If you are just getting into practicing this stuff, try to teach
someone to stack with this
exercise.
Here is the
debrief on the Ober's test
Hip Flexion Limitations (1:06)
Hi Zac , awesome
job you are doing for making us better therapists! Here is my
question How can hip flexion be limited with narrow and wide
compensations? Thank you! Btw come to Europe with Human Matrix
someday! :)
The Straight Leg Raise (9:25)
Hey Big Z. Looking at things through more the lens
of eccentric and concentric orientation, If someone is
demonstrating a limited SLR, what would be the likely limiting
factors.?
In a previous life, I would describe this to
patients as being limited secondary to the anterior tilted position
of the pelvis causing the hamstrings to already be lengthened prior
to an attempted SLR or toe touch.
In this scenario, the pelvis is concentrically
orienting the hip flexors and eccentrically orienting the
hamstrings, which would lead me to think they should not have a
limited SLR.
I think the pelvic floor orientation could be a
limiting factor, but I am unable to visualize how. I would
appreciate any thoughts you have.
Self-Assessing the Infrapubic Angle (27:35)
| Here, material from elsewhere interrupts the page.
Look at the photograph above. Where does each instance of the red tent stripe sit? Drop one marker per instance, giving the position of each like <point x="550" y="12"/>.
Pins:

How can I self assess my infrapubic angle (IPA)?
Where should I literally look for my own IPA? I promise not to sue
myself.
Should I use movement-based tests or passive tests?
(33:32)
What are the
pros/cons of using an Obers test instead of a standing forward
flexion/Gillet test to look at SI dysfunction or pelvic
rotation?
Hip Extension in gait (41:27)
If hip extension and internal rotation are paired, and someone.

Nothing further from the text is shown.